History

Nazi Germany
- Name: U-3001
- Ordered: 6 November 1943
- Builder: AG Weser, Bremen
- Yard number: 1160
- Laid down: 15 April 1944
- Launched: 30 May 1944
- Commissioned: 20 July 1944
- Fate: Scuttled on 3 May 1945

General characteristics
- Class & type: Type XXI submarine
- Displacement: 1,621 t (1,595 long tons) surfaced; 1,819 t (1,790 long tons) submerged;
- Length: 76.70 m (251 ft 8 in) (o/a); 60.50 m (198 ft 6 in) (p/h);
- Beam: 8 m (26 ft 3 in) (o/a); 5.3 m (17 ft 5 in) (p/h);
- Height: 11.30 m (37 ft 1 in)
- Draught: 6.32 m (20 ft 9 in)
- Installed power: 4,000 PS (2,900 kW; 3,900 shp) (diesel drive); 5,000 PS (3,700 kW; 4,900 shp) (standard electric drive); 226 PS (166 kW; 223 shp) (silent electric drive);
- Propulsion: Diesel/Electric; 2 × MAN M6V40/46KBB supercharged 6-cylinder diesel engines ; 2 × SSW GU365/30 double-acting electric motors ; 2 × SSW GV232/28 silent running electric motors;
- Speed: Surfaced:; 15.6 knots (28.9 km/h; 18.0 mph) (diesel); 17.9 knots (33.2 km/h; 20.6 mph) (electric); Submerged:; 17.2 knots (31.9 km/h; 19.8 mph) (electric); 6.1 knots (11.3 km/h; 7.0 mph) (silent running motors);
- Range: 15,500 nmi (28,700 km; 17,800 mi) at 10 knots (19 km/h; 12 mph) surfaced; 340 nmi (630 km; 390 mi) at 5 knots (9.3 km/h; 5.8 mph) submerged;
- Test depth: 280 m (920 ft)
- Complement: 57–60 crewmen
- Sensors & processing systems: Type F432 D2 Radar Transmitter; FuMB Ant 3 Bali Radar Detector;
- Armament: 6 × bow torpedo tubes; 23 × 53.3 cm (21 in) torpedoes or 17 × torpedoes and 12 × TMC mines; 4 × 2 cm (0.8 in) AA guns or; 4 × 3.7 cm (1.5 in) AA guns;

Service record
- Part of: 32nd U-boat Flotilla; 20 July – 14 August 1944; 4th U-boat Flotilla; 15 August – 26 November 1944; 6th Warship Construction Training Division; 27 November 1944 – 3 May 1945;
- Identification codes: M 40 564
- Commanders: Oblt.z.S. Hans Vogel; 20 July – 26 November 1944; Kptlt. Wilhelm Peters; April – 3 May 1945;
- Operations: None
- Victories: None

= German submarine U-3001 =

German World War II submarine

German submarine U-3001 was a Type XXI U-boat (one of the "Elektroboote") of Nazi Germany's Kriegsmarine, built for service in World War II. She was ordered on 6 November 1943, and was laid down on 15 April 1944 at AG Weser, Bremen as yard number 1160. She was launched on 30 May 1944, and commissioned under the command of Oberleutnant zur See Hans Vogel on 20 July 1944.

==Design==
Like all Type XXI U-boats, U-3001 had a displacement of 1621 t when at the surface and 1819 t while submerged. She had a total length of 76.70 m (o/a), a beam of 8 m, and a draught of 6.32 m. The submarine was powered by two MAN SE supercharged six-cylinder M6V40/46KBB diesel engines each providing 4000 PS, two Siemens-Schuckert GU365/30 double-acting electric motors each providing 5000 PS, and two Siemens-Schuckert silent running GV232/28 electric motors each providing 226 PS.
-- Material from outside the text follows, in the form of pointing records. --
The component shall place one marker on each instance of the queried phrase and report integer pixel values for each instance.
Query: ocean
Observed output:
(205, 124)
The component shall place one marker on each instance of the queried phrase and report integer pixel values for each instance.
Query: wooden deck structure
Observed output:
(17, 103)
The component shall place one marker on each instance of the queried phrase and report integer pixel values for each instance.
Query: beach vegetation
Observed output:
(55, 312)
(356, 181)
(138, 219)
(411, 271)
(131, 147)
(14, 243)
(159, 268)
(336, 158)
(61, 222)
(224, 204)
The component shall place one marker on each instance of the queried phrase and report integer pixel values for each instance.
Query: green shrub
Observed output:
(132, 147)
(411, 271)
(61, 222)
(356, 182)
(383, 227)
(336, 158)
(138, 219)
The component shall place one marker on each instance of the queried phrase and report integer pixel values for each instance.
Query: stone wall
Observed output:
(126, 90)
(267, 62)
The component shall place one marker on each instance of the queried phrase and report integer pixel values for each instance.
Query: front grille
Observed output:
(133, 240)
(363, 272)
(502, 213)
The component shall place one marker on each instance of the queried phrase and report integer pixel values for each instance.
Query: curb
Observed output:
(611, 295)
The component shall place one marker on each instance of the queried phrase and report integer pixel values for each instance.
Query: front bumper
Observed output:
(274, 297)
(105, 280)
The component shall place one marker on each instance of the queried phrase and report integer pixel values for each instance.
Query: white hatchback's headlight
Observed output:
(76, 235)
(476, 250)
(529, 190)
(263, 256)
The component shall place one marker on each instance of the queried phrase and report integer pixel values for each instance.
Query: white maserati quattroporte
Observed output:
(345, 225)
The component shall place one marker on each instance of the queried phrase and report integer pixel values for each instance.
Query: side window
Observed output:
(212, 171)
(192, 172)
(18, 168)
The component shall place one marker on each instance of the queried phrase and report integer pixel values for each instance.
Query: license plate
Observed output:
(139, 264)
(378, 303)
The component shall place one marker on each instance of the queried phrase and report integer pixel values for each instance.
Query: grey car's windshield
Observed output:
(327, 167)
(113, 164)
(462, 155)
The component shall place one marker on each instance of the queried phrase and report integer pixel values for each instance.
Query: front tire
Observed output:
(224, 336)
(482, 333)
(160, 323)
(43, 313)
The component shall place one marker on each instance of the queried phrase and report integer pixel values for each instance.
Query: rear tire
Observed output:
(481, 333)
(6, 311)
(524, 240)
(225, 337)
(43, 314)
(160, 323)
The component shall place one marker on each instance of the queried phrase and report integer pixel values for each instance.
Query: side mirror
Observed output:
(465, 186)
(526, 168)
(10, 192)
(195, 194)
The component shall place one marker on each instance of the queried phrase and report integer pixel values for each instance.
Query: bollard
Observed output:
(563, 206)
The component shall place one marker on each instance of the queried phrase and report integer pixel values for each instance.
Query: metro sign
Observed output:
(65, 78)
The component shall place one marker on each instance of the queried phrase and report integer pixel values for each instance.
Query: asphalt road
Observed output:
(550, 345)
The submarine had a maximum surface speed of 15.6 kn and a submerged speed of 17.2 kn. When running on silent motors the boat could operate at a speed of 6.1 kn. When submerged, the boat could operate at 5 kn for 340 nmi; when surfaced, she could travel 15500 nmi at 10 kn. U-3001 was fitted with six 53.3 cm torpedo tubes in the bow and four 2 cm C/30 anti-aircraft guns. She could carry twenty-three torpedoes or seventeen torpedoes and twelve mines. The complement was five officers and fifty-two men.

==Fate==
U-3001 was scuttled on 3 May 1945, northwest of Wesermünde, as part of Operation Regenbogen. The wreck was later raised and broken up.